For learning purposes, how to code this Python example using the TensorFlow C API ?
import tensorflow as tf
hello = tf.constant("hello TensorFlow!")
sess=tf.Session()
print(sess.run(hello))
I have tried it this way:
#include <string.h>
#include <iostream.h>
#include "c_api.h"
int main( int argc, char ** argv )
{
TF_Graph * graph = TF_NewGraph();
TF_SessionOptions * options = TF_NewSessionOptions();
TF_Status * status = TF_NewStatus();
TF_Session * session = TF_NewSession( graph, options, status );
char hello[] = "Hello TensorFlow!";
TF_Tensor * tensor = TF_AllocateTensor( TF_STRING, 0, 0, 8 + TF_StringEncodedSize( strlen( hello ) ) );
TF_OperationDescription * operationDescription = TF_NewOperation( graph, "Const", "hello" );
TF_Operation * operation;
struct TF_Output * output;
TF_StringEncode( hello, strlen( hello ), 8 + ( char * ) TF_TensorData( tensor ), TF_StringEncodedSize( strlen( hello ) ), status );
TF_SetAttrTensor( operationDescription, "value", tensor, status );
TF_SetAttrType( operationDescription, "dtype", TF_TensorType( tensor ) );
operation = TF_FinishOperation( operationDescription, status );
output->oper = operation;
output->index = 0;
TF_SessionRun( session, 0,
0, 0, 0, // Inputs
output, &tensor, 1, // Outputs
&operation, 1, // Operations
0, status );
printf( "%i", TF_GetCode( status ) );
TF_CloseSession( session, status );
TF_DeleteSession( session, status );
TF_DeleteStatus( status );
TF_DeleteSessionOptions( options );
return 0;
}
I am testing it on Windows using the TensorFlow.dll from:
http://ci.tensorflow.org/view/Nightly/job/nightly-libtensorflow-windows/lastSuccessfulBuild/artifact/lib_package/libtensorflow-cpu-windows-x86_64.zip
The above code GPFs on the TF_SessionRun() call.
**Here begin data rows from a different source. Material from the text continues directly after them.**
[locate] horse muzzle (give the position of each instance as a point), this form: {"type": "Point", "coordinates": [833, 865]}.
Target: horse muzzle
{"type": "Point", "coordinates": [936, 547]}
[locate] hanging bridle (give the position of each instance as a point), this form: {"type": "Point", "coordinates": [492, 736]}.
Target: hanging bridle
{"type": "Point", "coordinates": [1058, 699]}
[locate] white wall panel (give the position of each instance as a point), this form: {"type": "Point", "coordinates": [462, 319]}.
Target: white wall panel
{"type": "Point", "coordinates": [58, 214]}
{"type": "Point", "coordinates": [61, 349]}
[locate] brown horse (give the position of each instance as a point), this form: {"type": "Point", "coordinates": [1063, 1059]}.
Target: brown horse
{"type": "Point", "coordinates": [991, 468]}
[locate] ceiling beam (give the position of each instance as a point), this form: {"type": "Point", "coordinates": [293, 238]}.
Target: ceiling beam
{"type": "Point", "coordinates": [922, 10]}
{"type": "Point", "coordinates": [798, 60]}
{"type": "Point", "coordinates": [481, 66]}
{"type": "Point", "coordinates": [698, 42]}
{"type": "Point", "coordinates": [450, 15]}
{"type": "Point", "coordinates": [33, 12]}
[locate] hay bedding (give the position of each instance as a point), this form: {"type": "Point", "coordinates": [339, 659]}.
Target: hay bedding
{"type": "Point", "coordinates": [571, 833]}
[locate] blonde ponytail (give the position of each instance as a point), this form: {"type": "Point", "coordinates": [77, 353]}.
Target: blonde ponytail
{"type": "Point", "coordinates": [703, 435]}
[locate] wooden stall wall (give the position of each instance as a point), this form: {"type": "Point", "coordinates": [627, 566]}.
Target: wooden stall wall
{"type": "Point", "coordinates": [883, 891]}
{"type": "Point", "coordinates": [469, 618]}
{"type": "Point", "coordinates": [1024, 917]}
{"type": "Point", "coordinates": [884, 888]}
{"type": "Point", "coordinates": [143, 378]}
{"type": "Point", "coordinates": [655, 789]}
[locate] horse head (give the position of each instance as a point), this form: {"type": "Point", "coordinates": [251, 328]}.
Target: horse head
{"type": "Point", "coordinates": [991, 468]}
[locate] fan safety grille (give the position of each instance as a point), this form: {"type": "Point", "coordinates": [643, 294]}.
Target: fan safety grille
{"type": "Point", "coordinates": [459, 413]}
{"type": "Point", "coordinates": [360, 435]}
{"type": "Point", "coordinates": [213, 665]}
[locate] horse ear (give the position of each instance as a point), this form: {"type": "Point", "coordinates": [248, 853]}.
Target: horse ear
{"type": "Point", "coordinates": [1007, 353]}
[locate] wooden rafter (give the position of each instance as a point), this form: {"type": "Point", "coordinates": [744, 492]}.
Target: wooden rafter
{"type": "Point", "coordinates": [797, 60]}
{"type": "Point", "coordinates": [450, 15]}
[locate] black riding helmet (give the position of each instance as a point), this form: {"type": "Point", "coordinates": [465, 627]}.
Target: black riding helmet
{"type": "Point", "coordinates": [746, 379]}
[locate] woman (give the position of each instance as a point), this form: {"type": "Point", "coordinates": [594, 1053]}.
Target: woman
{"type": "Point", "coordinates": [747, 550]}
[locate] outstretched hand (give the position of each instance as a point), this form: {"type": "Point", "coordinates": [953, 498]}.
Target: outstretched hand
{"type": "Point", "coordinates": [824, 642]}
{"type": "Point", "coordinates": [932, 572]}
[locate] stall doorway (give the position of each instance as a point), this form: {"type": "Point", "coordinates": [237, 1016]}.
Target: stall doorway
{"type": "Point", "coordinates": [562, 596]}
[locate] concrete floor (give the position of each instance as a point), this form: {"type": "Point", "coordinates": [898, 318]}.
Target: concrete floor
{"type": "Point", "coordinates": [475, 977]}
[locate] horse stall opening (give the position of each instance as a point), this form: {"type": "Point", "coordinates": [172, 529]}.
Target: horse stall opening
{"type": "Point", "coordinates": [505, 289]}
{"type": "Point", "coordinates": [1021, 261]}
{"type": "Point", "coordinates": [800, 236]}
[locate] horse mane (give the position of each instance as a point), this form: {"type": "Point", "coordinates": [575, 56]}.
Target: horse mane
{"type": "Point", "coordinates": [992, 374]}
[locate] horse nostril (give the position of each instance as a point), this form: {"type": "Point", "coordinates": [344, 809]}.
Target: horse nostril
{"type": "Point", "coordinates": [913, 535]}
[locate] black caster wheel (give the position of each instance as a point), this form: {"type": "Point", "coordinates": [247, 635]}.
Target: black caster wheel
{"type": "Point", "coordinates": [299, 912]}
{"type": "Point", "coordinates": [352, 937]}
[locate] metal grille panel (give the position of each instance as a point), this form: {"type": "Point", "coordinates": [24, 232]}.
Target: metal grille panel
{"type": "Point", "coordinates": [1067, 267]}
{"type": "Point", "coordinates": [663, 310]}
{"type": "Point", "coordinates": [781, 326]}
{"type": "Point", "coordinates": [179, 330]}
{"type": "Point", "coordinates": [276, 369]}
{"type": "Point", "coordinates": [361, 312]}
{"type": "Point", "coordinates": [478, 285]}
Once we find a solution for that, how to retrieve the output ? Should a different tensor be used for the
output ? The above code reuses it in both the output and the operation.
many thanks
There was a bug to solve beside the offset initialization. This version seems to work fine:
#include <iostream.h>
#include "c_api.h"
int main( int argc, char ** argv )
{
TF_Graph * graph = TF_NewGraph();
TF_SessionOptions * options = TF_NewSessionOptions();
TF_Status * status = TF_NewStatus();
TF_Session * session = TF_NewSession( graph, options, status );
char hello[] = "Hello TensorFlow!";
TF_Tensor * tensor = TF_AllocateTensor( TF_STRING, 0, 0, 8 + TF_StringEncodedSize( strlen( hello ) ) );
TF_Tensor * tensorOutput;
TF_OperationDescription * operationDescription = TF_NewOperation( graph, "Const", "hello" );
TF_Operation * operation;
struct TF_Output output;
TF_StringEncode( hello, strlen( hello ), 8 + ( char * ) TF_TensorData( tensor ), TF_StringEncodedSize( strlen( hello ) ), status );
memset( TF_TensorData( tensor ), 0, 8 );
TF_SetAttrTensor( operationDescription, "value", tensor, status );
TF_SetAttrType( operationDescription, "dtype", TF_TensorType( tensor ) );
operation = TF_FinishOperation( operationDescription, status );
output.oper = operation;
output.index = 0;
TF_SessionRun( session, 0,
0, 0, 0, // Inputs
&output, &tensorOutput, 1, // Outputs
&operation, 1, // Operations
0, status );
printf( "status code: %i\n", TF_GetCode( status ) );
printf( "%s\n", ( ( char * ) TF_TensorData( tensorOutput ) ) + 9 );
TF_CloseSession( session, status );
TF_DeleteSession( session, status );
TF_DeleteStatus( status );
TF_DeleteSessionOptions( options );
return 0;
}
Do we have to delete the tensorOutput ? Not sure why we have to add 9 (instead of 8) to get the beginning of the string.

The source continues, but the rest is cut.